21st February, 2010
Question
I left a long-term marriage some years ago, believing I was doing the best thing possible. Now I wonder if I am one of those who 'walked away in hopelessness' as you put it recently, because I certainly felt hopeless at the time, and totally depleted.
Hindsight has taught me that I viewed my husband as my sole comforter. For a myriad of reasons I felt I could not turn to my family for the kind of loving support I needed, and the ear of a dear friend was denied me when she moved to the other end of the world. I am now divorced for nearly two years and in lots of ways I feel that I have moved on. But in lots of ways I am equally stuck in painful feelings of loss. Sometimes I miss him more, rather than less. I find I have to constantly reassure myself that I did indeed do the right thing.
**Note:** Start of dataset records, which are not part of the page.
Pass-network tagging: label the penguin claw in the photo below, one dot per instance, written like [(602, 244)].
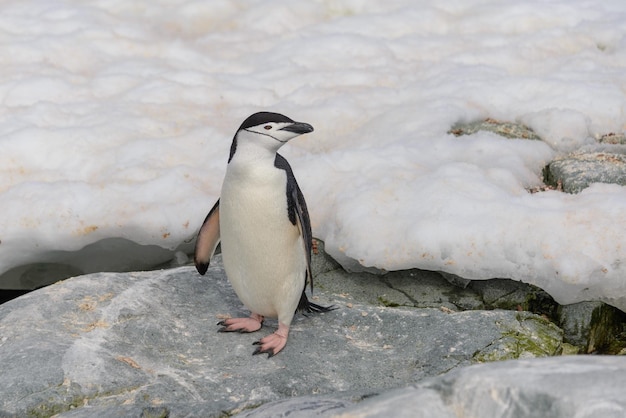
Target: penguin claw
[(259, 350), (272, 344), (241, 325)]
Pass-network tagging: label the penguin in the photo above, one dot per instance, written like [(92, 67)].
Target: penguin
[(262, 223)]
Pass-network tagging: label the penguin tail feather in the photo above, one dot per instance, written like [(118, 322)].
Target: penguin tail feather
[(306, 306)]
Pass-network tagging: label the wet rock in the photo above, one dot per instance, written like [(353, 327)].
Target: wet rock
[(557, 387), (591, 326), (502, 128), (577, 171), (147, 343)]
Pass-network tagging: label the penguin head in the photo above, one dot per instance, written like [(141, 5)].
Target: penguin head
[(267, 130)]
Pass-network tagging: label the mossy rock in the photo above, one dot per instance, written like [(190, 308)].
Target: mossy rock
[(532, 336), (502, 128), (579, 170)]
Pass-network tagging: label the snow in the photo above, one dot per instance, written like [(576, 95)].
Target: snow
[(116, 119)]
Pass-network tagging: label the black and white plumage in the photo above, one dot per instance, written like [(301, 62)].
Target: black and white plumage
[(263, 224)]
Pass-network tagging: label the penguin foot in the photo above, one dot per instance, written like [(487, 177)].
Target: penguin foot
[(273, 343), (250, 324)]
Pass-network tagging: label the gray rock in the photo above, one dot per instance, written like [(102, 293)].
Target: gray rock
[(596, 164), (561, 387), (146, 344), (590, 325), (502, 128)]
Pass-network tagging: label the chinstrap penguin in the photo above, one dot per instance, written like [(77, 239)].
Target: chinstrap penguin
[(263, 224)]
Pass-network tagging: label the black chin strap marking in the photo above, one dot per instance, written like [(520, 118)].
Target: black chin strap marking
[(261, 133)]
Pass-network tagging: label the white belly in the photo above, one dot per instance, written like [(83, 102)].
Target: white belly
[(262, 251)]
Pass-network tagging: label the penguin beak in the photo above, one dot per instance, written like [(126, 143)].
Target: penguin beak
[(298, 128)]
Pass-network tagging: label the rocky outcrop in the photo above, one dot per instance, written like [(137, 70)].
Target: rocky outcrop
[(562, 387), (129, 344)]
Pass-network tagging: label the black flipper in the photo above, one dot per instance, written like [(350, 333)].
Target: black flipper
[(299, 216), (208, 238)]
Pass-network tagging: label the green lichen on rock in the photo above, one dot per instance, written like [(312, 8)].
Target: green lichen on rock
[(576, 171), (502, 128), (532, 336)]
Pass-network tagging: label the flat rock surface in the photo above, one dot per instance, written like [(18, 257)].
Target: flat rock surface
[(146, 343), (558, 387)]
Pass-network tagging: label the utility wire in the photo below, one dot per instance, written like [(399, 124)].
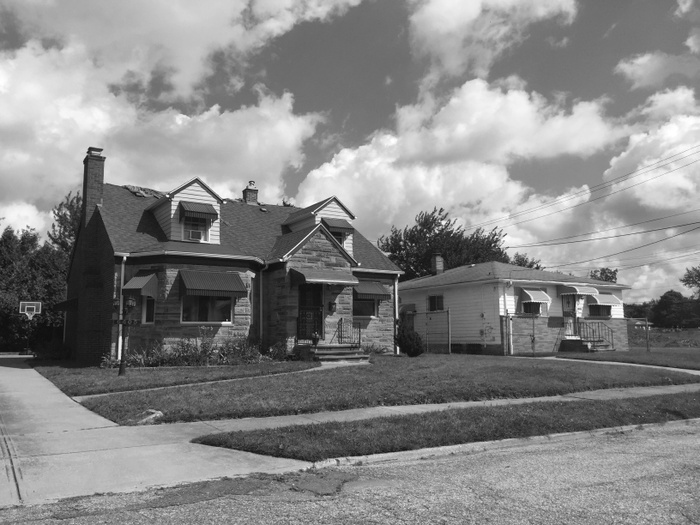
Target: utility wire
[(625, 251), (607, 229), (545, 243), (633, 174)]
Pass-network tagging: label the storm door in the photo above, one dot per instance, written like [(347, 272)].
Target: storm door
[(310, 311)]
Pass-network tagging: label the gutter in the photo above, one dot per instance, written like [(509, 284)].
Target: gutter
[(120, 337)]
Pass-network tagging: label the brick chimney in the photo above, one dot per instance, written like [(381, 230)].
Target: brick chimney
[(250, 193), (437, 265), (93, 182)]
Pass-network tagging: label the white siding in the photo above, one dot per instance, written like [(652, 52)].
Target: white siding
[(194, 193), (474, 314)]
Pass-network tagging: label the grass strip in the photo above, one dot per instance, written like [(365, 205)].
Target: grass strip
[(82, 381), (316, 442), (387, 381), (688, 358)]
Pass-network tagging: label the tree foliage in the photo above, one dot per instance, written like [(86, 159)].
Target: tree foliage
[(435, 232), (691, 279), (674, 310), (66, 223), (30, 271), (604, 274)]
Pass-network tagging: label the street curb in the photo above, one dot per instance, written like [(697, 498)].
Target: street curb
[(483, 446)]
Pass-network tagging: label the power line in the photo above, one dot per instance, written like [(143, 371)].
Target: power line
[(625, 251), (633, 174), (546, 243), (607, 229)]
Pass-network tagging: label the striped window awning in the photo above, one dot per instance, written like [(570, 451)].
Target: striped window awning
[(577, 290), (371, 290), (335, 276), (535, 296), (212, 284), (144, 283), (605, 299), (198, 210)]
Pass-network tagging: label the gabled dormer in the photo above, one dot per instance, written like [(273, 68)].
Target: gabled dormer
[(334, 215), (191, 213)]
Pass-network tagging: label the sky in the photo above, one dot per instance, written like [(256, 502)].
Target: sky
[(572, 125)]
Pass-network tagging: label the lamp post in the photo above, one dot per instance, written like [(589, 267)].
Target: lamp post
[(129, 305)]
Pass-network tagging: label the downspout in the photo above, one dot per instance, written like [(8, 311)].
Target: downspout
[(396, 311), (260, 299), (120, 337)]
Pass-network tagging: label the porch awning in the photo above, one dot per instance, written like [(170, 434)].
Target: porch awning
[(198, 210), (371, 290), (212, 284), (604, 299), (535, 296), (337, 224), (577, 290), (142, 284), (338, 276)]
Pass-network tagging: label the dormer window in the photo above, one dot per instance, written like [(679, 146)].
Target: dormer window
[(196, 219), (196, 229)]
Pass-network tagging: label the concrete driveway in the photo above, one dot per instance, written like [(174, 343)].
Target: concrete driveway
[(53, 448)]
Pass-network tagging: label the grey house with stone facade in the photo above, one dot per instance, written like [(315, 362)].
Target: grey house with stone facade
[(159, 265), (498, 308)]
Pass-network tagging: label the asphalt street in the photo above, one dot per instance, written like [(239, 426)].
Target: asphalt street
[(647, 475)]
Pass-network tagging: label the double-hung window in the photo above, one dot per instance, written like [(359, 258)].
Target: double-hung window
[(435, 303), (206, 309), (196, 229)]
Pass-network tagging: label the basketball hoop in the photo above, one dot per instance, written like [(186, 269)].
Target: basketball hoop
[(30, 308)]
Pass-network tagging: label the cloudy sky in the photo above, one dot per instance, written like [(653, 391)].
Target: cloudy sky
[(560, 121)]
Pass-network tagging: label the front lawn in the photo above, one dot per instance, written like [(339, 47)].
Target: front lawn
[(387, 381), (81, 381), (452, 427), (671, 357)]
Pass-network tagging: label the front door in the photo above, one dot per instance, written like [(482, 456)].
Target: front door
[(568, 306), (310, 311)]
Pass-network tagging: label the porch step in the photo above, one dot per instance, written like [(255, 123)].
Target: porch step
[(330, 352)]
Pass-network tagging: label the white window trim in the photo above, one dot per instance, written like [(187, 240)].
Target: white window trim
[(207, 231), (376, 310), (144, 304), (206, 323)]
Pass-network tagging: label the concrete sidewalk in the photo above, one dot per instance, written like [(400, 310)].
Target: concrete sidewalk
[(54, 448)]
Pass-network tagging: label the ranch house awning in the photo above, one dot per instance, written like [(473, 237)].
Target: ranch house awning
[(212, 284), (142, 284), (577, 290), (198, 210), (535, 296), (335, 276), (371, 290), (605, 299)]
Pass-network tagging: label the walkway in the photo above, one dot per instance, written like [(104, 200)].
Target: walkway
[(53, 448)]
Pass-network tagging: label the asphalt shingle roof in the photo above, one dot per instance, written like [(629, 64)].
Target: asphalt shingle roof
[(491, 271), (246, 230)]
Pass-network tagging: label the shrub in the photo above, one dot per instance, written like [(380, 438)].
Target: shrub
[(238, 350), (409, 341)]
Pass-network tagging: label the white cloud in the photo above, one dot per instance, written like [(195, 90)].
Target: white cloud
[(53, 107), (175, 36), (21, 215), (497, 125), (462, 36), (654, 69)]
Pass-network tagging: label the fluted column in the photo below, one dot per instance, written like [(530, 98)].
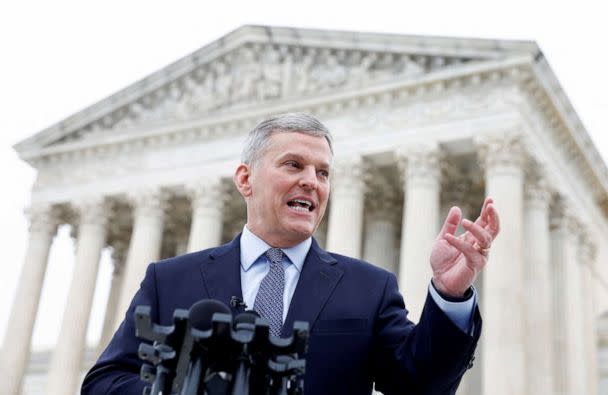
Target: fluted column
[(537, 284), (587, 255), (345, 226), (567, 296), (420, 223), (380, 226), (64, 372), (145, 245), (207, 214), (109, 323), (504, 369), (17, 339)]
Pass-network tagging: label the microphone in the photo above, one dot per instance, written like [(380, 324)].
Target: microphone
[(201, 313), (200, 316), (244, 325)]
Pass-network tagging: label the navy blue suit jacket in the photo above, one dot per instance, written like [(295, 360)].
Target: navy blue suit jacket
[(359, 330)]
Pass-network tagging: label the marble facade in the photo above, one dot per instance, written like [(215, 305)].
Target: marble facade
[(420, 124)]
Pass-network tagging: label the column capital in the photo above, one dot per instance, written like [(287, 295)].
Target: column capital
[(498, 150), (93, 211), (562, 217), (537, 190), (207, 193), (43, 218), (148, 202), (420, 161), (382, 200), (349, 174)]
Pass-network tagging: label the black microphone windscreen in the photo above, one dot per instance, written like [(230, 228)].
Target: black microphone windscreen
[(247, 317), (201, 313)]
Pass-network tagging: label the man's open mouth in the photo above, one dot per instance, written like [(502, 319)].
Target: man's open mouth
[(301, 205)]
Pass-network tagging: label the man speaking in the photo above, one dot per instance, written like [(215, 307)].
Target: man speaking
[(359, 331)]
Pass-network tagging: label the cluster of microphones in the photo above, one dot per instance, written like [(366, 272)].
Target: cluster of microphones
[(207, 352)]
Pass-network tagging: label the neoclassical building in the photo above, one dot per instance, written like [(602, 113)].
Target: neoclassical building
[(420, 124)]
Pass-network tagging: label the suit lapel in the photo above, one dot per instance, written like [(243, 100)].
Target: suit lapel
[(222, 273), (319, 277)]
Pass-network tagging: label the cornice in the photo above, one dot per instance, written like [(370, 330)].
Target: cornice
[(570, 134), (239, 120), (282, 36)]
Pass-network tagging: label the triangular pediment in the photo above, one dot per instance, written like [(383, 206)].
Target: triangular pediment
[(255, 65)]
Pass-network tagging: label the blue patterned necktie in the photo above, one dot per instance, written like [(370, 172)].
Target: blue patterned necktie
[(269, 300)]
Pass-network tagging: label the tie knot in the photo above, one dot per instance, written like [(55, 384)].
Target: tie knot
[(275, 255)]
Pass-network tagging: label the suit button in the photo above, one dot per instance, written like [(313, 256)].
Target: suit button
[(470, 365)]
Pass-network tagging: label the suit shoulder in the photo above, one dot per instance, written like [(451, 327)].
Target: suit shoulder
[(181, 262), (360, 266)]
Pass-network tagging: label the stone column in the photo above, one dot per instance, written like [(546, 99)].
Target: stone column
[(537, 285), (588, 254), (64, 372), (420, 223), (345, 226), (109, 323), (569, 360), (207, 214), (380, 226), (504, 368), (145, 244), (16, 348)]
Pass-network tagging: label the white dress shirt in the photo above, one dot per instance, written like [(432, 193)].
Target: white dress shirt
[(255, 265)]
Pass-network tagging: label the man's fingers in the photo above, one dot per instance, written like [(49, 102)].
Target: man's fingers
[(480, 235), (451, 222), (493, 221), (474, 257)]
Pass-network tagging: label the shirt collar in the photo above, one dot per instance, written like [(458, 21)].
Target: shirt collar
[(252, 247)]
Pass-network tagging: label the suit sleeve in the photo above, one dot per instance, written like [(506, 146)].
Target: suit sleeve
[(117, 369), (428, 358)]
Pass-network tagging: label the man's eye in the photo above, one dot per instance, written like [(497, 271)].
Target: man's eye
[(292, 163)]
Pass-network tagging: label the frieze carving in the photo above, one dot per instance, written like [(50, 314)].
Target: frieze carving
[(257, 73), (501, 149), (537, 189), (207, 194)]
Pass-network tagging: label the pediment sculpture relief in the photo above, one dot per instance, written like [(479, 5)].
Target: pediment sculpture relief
[(257, 73)]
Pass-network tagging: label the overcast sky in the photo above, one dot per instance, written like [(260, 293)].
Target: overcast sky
[(61, 56)]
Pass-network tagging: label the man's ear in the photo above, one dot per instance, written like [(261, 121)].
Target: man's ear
[(241, 179)]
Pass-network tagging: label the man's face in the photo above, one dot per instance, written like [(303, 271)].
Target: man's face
[(287, 189)]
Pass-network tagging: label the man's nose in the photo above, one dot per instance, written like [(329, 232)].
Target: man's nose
[(308, 179)]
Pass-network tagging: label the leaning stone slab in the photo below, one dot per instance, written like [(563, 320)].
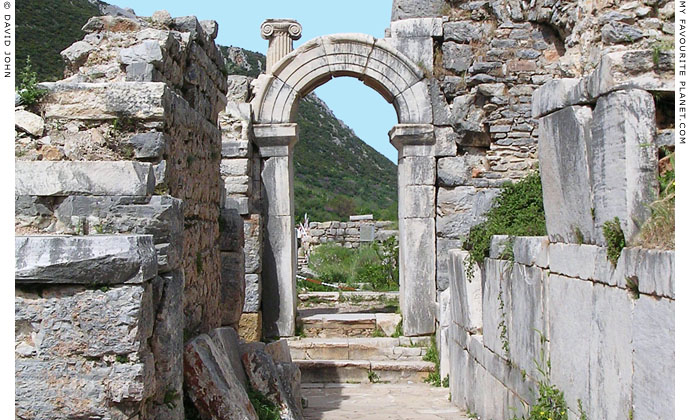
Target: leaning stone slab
[(624, 161), (45, 178), (94, 260), (211, 384), (264, 377), (565, 141)]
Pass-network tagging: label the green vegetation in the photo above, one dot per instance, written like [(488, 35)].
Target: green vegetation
[(46, 27), (336, 173), (615, 240), (517, 211), (376, 264), (27, 85), (659, 231), (550, 403), (265, 409), (432, 355)]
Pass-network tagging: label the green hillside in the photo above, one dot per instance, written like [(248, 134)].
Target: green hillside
[(46, 27), (336, 173)]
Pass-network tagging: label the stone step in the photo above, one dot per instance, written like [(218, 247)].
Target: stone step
[(363, 371), (348, 324), (359, 348)]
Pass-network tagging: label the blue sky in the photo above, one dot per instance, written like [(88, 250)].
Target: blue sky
[(359, 106)]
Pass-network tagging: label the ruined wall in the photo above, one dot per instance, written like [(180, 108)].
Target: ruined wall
[(610, 344), (241, 173), (349, 234), (484, 61), (127, 145)]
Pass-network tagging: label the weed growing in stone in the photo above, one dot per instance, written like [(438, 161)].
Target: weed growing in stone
[(518, 211), (27, 87), (615, 240), (265, 409), (550, 402), (432, 355)]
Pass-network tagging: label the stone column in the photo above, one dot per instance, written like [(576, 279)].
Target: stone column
[(280, 33), (416, 214), (276, 143)]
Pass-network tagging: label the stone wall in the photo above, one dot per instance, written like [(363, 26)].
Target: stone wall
[(349, 234), (127, 145), (484, 61), (609, 330), (243, 192)]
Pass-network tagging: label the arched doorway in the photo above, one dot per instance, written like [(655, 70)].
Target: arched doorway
[(401, 82)]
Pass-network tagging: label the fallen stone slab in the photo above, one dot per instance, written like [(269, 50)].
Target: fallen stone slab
[(264, 377), (214, 392), (46, 178), (93, 260)]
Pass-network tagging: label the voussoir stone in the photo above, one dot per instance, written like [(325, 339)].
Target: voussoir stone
[(85, 259), (45, 178)]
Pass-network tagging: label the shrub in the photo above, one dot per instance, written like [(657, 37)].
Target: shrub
[(376, 264), (27, 86), (518, 211), (265, 409), (659, 231)]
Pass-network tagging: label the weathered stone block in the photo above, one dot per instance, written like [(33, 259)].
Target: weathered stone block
[(252, 298), (417, 170), (418, 288), (653, 343), (611, 353), (443, 246), (570, 312), (78, 388), (453, 171), (250, 327), (531, 250), (47, 178), (263, 376), (466, 293), (232, 288), (211, 383), (117, 321), (565, 142), (624, 165), (149, 145), (231, 231), (228, 341), (253, 244), (94, 260)]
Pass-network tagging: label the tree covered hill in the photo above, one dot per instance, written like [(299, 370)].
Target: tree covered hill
[(336, 173)]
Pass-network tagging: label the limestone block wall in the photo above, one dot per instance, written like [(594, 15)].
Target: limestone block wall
[(349, 234), (609, 330), (109, 153), (86, 336), (242, 194), (166, 119), (483, 63)]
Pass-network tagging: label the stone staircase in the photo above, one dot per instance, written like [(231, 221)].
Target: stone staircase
[(346, 347)]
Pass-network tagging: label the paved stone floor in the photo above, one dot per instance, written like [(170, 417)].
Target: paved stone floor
[(378, 401)]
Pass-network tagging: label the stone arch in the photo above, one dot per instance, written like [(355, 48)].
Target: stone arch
[(373, 61), (401, 82)]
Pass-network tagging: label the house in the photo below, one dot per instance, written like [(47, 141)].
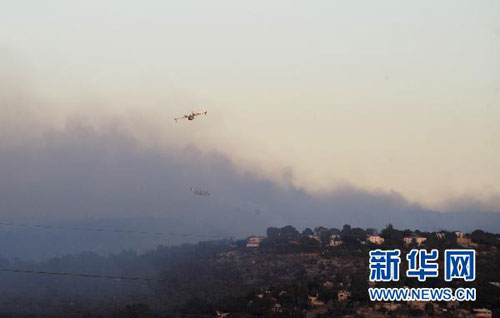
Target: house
[(277, 308), (254, 241), (315, 237), (463, 240), (440, 235), (221, 314), (315, 302), (335, 240), (343, 295), (414, 239), (375, 239)]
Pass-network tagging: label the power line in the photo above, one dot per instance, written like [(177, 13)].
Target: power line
[(11, 270), (57, 227)]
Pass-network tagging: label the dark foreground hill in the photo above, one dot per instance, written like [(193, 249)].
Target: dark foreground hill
[(289, 274)]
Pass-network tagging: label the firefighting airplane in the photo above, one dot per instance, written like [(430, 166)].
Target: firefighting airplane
[(191, 116), (199, 192)]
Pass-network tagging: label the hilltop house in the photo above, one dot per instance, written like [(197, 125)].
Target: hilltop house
[(335, 240), (375, 239), (254, 241), (414, 239), (463, 240)]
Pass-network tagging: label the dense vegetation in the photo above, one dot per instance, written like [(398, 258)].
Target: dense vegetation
[(197, 280)]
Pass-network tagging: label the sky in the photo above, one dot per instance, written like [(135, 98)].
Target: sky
[(386, 96)]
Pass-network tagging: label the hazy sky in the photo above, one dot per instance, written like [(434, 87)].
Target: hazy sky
[(382, 95)]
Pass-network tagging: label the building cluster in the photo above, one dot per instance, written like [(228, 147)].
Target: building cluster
[(413, 239)]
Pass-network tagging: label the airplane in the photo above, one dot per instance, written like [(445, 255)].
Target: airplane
[(199, 192), (191, 116)]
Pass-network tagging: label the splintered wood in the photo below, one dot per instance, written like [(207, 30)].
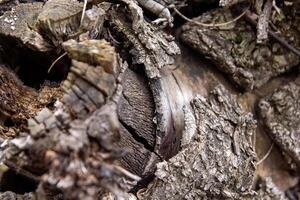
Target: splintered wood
[(220, 125), (72, 146), (281, 115)]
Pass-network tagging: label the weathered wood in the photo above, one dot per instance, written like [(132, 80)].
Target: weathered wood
[(72, 147), (279, 112), (221, 134), (19, 102), (234, 51)]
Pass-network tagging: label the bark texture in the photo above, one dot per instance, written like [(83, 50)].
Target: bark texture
[(223, 140), (234, 51), (280, 114)]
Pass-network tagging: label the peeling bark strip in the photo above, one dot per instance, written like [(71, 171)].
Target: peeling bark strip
[(152, 48), (263, 22), (235, 52), (225, 163), (155, 50), (281, 115), (72, 147)]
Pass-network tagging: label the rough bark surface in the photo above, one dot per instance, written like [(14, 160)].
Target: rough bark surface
[(281, 116), (225, 158), (234, 50), (72, 146)]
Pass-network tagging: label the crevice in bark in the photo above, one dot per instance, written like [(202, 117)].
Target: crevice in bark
[(136, 136), (12, 181)]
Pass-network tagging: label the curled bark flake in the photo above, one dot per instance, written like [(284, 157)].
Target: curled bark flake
[(152, 48), (263, 22), (72, 147), (217, 119), (157, 9)]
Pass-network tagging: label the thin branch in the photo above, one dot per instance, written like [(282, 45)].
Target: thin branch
[(212, 24), (83, 12), (263, 22)]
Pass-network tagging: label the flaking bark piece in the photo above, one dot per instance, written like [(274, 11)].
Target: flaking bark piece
[(18, 25), (152, 48), (269, 191), (234, 51), (59, 19), (72, 147), (219, 160), (19, 102), (93, 52), (280, 114)]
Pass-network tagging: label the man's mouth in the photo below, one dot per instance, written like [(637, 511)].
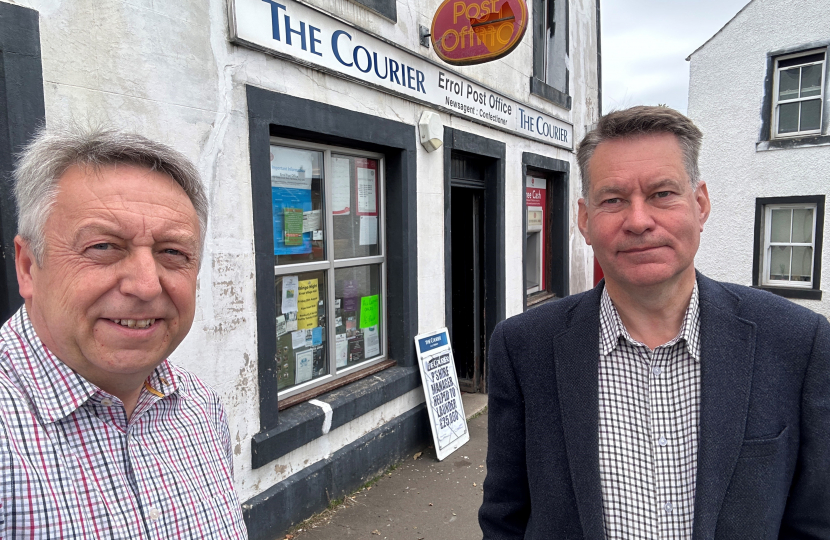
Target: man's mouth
[(134, 323)]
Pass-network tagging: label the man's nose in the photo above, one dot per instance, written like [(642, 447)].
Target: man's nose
[(140, 277)]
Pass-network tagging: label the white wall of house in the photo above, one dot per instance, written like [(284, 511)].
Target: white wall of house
[(726, 91), (167, 70)]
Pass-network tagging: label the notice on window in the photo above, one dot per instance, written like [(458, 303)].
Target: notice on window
[(369, 306), (368, 230), (308, 298), (289, 294), (366, 191), (341, 350), (443, 396), (305, 364), (371, 341), (340, 186)]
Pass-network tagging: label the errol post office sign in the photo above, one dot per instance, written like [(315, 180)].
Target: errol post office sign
[(468, 32)]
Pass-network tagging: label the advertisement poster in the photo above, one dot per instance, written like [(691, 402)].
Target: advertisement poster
[(443, 396)]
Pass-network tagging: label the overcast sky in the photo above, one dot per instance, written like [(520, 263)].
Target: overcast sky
[(645, 44)]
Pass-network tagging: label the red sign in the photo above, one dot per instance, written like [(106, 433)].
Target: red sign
[(468, 32)]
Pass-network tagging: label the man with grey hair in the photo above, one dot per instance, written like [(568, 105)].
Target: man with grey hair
[(660, 404), (100, 435)]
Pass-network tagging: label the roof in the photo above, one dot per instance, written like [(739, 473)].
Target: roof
[(721, 29)]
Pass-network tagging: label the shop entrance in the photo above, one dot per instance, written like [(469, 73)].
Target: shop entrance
[(468, 269)]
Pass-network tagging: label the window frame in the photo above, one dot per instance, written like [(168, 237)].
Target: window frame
[(776, 103), (760, 262), (330, 265)]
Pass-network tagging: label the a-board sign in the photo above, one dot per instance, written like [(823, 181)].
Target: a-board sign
[(468, 32), (443, 397)]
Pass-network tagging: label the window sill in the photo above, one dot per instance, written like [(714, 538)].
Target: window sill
[(303, 423), (802, 294), (549, 93), (794, 142)]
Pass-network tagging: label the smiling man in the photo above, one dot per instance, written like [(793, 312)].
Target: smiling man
[(661, 404), (100, 435)]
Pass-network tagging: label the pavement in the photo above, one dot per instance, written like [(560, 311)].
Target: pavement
[(421, 499)]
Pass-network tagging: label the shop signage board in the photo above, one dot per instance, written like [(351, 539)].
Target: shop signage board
[(468, 32), (443, 397), (302, 34)]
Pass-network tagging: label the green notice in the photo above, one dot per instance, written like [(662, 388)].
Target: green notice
[(293, 223), (369, 311)]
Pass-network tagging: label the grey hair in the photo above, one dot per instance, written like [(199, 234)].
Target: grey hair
[(642, 120), (53, 150)]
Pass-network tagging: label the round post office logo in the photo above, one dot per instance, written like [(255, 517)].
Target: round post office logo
[(468, 32)]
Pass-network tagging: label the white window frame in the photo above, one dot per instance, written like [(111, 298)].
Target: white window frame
[(820, 97), (767, 246), (330, 264)]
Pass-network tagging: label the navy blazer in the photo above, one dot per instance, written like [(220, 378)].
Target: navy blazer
[(764, 435)]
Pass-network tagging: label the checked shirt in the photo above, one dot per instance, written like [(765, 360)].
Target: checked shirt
[(73, 466), (649, 409)]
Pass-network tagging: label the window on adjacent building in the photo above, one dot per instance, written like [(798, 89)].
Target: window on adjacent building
[(329, 262), (798, 94), (789, 233)]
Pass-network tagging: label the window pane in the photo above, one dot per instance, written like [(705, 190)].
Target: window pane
[(297, 203), (354, 205), (358, 314), (779, 266), (811, 80), (780, 225), (803, 225), (802, 264), (301, 328), (810, 114), (788, 84)]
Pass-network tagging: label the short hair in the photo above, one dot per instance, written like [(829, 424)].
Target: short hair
[(53, 150), (642, 120)]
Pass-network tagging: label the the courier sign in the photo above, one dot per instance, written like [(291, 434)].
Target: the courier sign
[(474, 31)]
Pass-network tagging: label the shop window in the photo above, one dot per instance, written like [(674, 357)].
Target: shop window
[(798, 94), (788, 242), (551, 45), (329, 262)]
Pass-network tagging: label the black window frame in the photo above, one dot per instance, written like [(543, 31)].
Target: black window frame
[(813, 293)]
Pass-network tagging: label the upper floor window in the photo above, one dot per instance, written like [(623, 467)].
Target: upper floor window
[(798, 93)]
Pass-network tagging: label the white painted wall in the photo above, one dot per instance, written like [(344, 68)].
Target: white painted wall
[(726, 89), (166, 69)]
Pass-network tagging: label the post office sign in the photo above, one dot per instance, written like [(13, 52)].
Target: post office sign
[(468, 32)]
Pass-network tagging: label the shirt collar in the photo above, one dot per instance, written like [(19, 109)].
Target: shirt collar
[(54, 389), (612, 328)]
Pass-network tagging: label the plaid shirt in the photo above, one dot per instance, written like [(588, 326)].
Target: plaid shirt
[(649, 410), (73, 466)]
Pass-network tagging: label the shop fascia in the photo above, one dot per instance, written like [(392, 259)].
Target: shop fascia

What then, is the unique challenge for those of us who didn't stay, for whatever reason? Especially when the blow is self-inflicted, as in my case, since I was the one to initiate divorce proceedings. I can safely say that I am sadder and wiser. I don't want to be stuck in sadness forever though.
Answer
It's been a short time. Looking back is inevitable. So, also, is sadness and a great sense of loss. Leaving a long-term marriage is not something we'd choose as an option, when painting our ideal picture of how life should be. Some people do have to walk away. And then grief is inevitable. Hiding from that pain is the path to emotional self-destruction. The fact that you feel it is a huge plus. No, I know it's not nice. I'm just saying that it doesn't mean you made a mistake.
The challenge is a tricky one. On the one hand we need to learn the lessons of our fall from happiness, some of which are obviously the truths about ourselves. Maybe you were, as you suggest, emotionally too dependent. My suggestion, by the way, on that front is that we need to learn to console ourselves. It's not a question of family or friend or husband, although all of them can play a role. It's ultimately a question of being able to give yourself succour. Anyway, the point is that there are undoubtedly lots of bits you now see need changing. That's distressing, but necessary.
On the other hand, you should never doubt your decision. You made it. You clearly thought it necessary. Separating and divorcing is not some short hop and a skip. This wasn't a rash mistake, made in a moment of madness. There's no point in torturing yourself, or looking back with the benefit of hindsight, just because you're understandably sad, or wiser now about who and what you are. Of course you're paying a price for your decision to end the marriage. You would also have paid a price for staying. And clearly, you saw that price as far greater. Otherwise you'd never have taken such a huge step.
Don't ever do down the gut instinct which drove you. That would be unfair. More, it would be emotionally and intellectually dishonest. Do, however, hang in there, garnering the wisdom that comes with insight. And go out and enjoy yourself. Courage should be celebrated.